To form 2,3-Dimethylbutane, the two R-groups must be identical and correspond to the 'half' of the molecule joined by the new bond.
$2,3-\text{Dimethylbutane}$ can be conceptually cleaved into two units: $(\text{CH}_3)_2\text{CH} - \text{CH}(\text{CH}_3)_2$.
The alkyl halide needed is Isopropyl halide, $\text{CH}_3-\text{CH}(\text{X})-\text{CH}_3$.
The reaction is: $2\text{CH}_3-\text{CH}(\text{I})-\text{CH}_3 + 2\text{Na} \xrightarrow{\text{dry ether}} \text{CH}_3-\text{CH}(\text{CH}_3)-\text{CH}(\text{CH}_3)-\text{CH}_3 + 2\text{NaI}$.

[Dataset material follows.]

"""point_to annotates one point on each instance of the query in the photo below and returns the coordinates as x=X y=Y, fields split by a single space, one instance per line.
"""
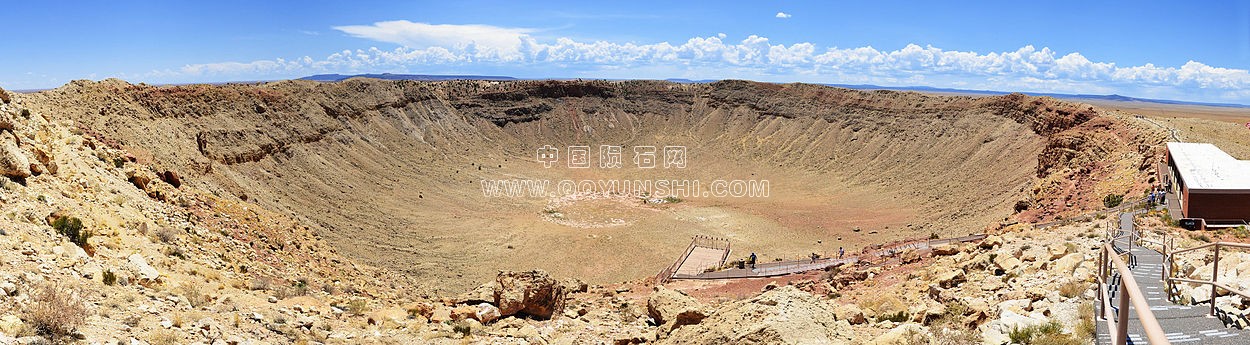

The Wurtz reaction of Isopropyl Halide successfully forms 2,3-Dimethylbutane.

Step 3: Conclude the final correct option.
The most plausible specific preparation method is the Wurtz reaction of isopropyl halide. Since the option lists the conditions for the Wurtz reaction, it is the correct choice.